Se dúvidas ainda houvesse, o filme de João Pedro Rodrigues apresentado em 'Un Certain Regard', Morrer como um Homem [foto], bastaria para esclarecer que ele é um dos autores mais originais, e também mais radicais, do cinema português: o seu filme traduz-se numa invulgar viagem ao mundo da identidade sexual, seus fantasmas e revelações.
Morrer como um Homem centra-se na figura de António, aliás "Tonia" (Fernando Santos), um homem que se tornou vedeta de es-pectáculos de travestis e que ambiciona fazer uma operação para mudar de sexo. Num registo de realismo tendencialmente poético, evocando algumas experiências da primeira fase da filmografia de Rainer Werner Fassbinder, João Pedro Rodrigues desenha o labirinto de uma tragédia que começa na diferença sexual, se transfigura em fábula sobre os enigmas da identidade e desemboca numa respiração trágica que, de forma admirável, integra o sentido de destino do... fado. Pode dizer-se que, depois de Ne Change Rien, de Pedro Costa, o melhor do cinema português contemporâneo passou por Cannes.

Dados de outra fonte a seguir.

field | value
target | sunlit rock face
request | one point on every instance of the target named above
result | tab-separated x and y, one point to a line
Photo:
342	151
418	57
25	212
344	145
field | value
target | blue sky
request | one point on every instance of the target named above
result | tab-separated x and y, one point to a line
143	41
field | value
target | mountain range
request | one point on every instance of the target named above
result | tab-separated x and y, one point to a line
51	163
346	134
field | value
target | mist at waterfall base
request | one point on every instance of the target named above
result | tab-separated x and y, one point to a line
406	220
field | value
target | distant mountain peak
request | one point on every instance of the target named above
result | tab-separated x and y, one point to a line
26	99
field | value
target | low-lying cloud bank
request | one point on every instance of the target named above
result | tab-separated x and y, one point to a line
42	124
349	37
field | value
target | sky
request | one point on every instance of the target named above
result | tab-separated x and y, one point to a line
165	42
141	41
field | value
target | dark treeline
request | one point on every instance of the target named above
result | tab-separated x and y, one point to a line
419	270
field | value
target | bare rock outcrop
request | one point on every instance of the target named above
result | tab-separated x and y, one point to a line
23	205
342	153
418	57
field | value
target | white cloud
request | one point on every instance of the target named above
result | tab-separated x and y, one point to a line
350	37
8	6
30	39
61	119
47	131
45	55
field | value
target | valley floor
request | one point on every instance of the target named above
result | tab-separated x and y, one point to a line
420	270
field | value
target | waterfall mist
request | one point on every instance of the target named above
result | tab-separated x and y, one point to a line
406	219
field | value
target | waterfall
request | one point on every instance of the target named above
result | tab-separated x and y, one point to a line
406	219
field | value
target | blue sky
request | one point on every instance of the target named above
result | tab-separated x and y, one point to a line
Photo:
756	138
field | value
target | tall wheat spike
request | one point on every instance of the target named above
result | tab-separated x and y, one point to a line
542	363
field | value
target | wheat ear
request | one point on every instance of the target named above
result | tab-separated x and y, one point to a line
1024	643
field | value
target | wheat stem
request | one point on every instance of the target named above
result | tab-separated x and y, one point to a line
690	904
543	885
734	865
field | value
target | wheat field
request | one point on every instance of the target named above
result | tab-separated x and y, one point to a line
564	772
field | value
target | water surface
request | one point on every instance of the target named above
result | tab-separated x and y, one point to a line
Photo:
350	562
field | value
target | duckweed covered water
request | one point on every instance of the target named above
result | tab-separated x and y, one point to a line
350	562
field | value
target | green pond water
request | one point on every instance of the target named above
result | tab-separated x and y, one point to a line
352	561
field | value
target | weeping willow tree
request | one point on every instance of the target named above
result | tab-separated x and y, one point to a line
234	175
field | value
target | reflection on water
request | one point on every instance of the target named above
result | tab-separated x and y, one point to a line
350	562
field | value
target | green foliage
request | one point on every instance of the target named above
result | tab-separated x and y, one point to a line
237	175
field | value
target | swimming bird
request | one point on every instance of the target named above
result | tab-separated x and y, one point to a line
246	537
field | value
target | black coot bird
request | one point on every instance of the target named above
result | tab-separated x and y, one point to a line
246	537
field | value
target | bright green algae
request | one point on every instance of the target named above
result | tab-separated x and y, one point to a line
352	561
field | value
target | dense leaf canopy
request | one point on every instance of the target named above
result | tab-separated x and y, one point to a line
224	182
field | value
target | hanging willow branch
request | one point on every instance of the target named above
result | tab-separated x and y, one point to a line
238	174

Grande e, talvez, inevitável desilusão é The Imaginarium of Dr. Parnassus, o filme que o actor Heath Ledger estava a rodar quando faleceu. O realizador Terry Gilliam tenta "substituir" o ausente por três outros actores (Johnny Depp, Jude Law e Colin Farrell), mas o filme ressente-se de tanta atribulação: é um objecto de grande sofisticação técnica e, ao mesmo tempo, de completa arbitrariedade narrativa.